The publication and effective dissemination of GREVIO’s first baseline evaluation reports is an important step for increasing the impact of GREVIO’s work among different stakeholders. In accordance with Article 68, paragraph 11, of the convention, GREVIO reports and conclusions are made public as from their adoption, together with any comments by the party concerned. A total of eight GREVIO baseline evaluation reports were published during the reporting period and are available on the Istanbul Convention’s website, together with the comments of the respective national authorities. A press release is issued whenever a report is published. On this occasion, interviews may be given by GREVIO members and the Secretariat in order to provide information on the report and evaluation process.
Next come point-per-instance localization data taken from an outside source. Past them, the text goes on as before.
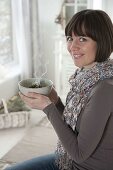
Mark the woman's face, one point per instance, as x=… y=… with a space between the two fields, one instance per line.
x=82 y=49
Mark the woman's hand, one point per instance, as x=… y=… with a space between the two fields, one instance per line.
x=53 y=96
x=35 y=100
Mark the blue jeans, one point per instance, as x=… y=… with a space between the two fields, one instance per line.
x=40 y=163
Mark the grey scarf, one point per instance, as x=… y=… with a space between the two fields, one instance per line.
x=82 y=83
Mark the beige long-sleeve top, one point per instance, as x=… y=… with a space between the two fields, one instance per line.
x=91 y=144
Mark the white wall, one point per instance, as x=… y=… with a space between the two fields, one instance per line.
x=48 y=10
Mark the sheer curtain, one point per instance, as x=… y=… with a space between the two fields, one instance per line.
x=26 y=31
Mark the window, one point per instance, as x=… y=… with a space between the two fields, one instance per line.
x=6 y=53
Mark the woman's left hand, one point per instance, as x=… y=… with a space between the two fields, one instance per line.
x=35 y=100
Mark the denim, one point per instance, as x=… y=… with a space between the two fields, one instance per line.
x=46 y=162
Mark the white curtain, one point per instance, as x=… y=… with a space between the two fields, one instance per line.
x=26 y=31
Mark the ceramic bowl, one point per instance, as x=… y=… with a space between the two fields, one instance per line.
x=30 y=85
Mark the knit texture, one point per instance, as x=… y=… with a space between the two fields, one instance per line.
x=81 y=83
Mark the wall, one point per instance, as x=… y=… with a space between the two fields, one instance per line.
x=48 y=10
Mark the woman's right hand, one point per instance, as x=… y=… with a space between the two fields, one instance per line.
x=53 y=96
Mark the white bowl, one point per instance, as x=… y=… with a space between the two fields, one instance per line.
x=25 y=86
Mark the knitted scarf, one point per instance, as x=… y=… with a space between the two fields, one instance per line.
x=81 y=83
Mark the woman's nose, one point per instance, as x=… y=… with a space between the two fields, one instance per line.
x=75 y=45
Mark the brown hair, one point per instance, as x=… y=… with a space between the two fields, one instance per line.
x=97 y=25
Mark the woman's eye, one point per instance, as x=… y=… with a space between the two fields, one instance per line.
x=82 y=39
x=69 y=38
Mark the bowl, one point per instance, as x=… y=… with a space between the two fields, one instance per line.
x=30 y=85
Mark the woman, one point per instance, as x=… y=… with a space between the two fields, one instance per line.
x=85 y=124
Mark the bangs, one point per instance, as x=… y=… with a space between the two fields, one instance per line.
x=82 y=25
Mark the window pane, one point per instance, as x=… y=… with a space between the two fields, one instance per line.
x=5 y=32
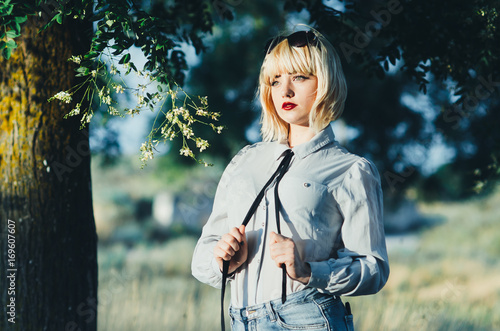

The Council of Europe’s Istanbul Convention and its monitoring mechanism provide a considerable contribution to global efforts to prevent and combat violence against women and domestic violence. Through its baseline evaluation reports, GREVIO contributes to the strengthening of national efforts to combat violence against women by giving advice to the authorities on legislative and policy developments. The reports provide an authoritative source of information on different aspects, identifying gaps, needs and good practices in the parties to the convention. Their relevance goes beyond the parties directly concerned and can serve as guidance to all other countries and actors involved, including those who are not yet parties to the Istanbul Convention.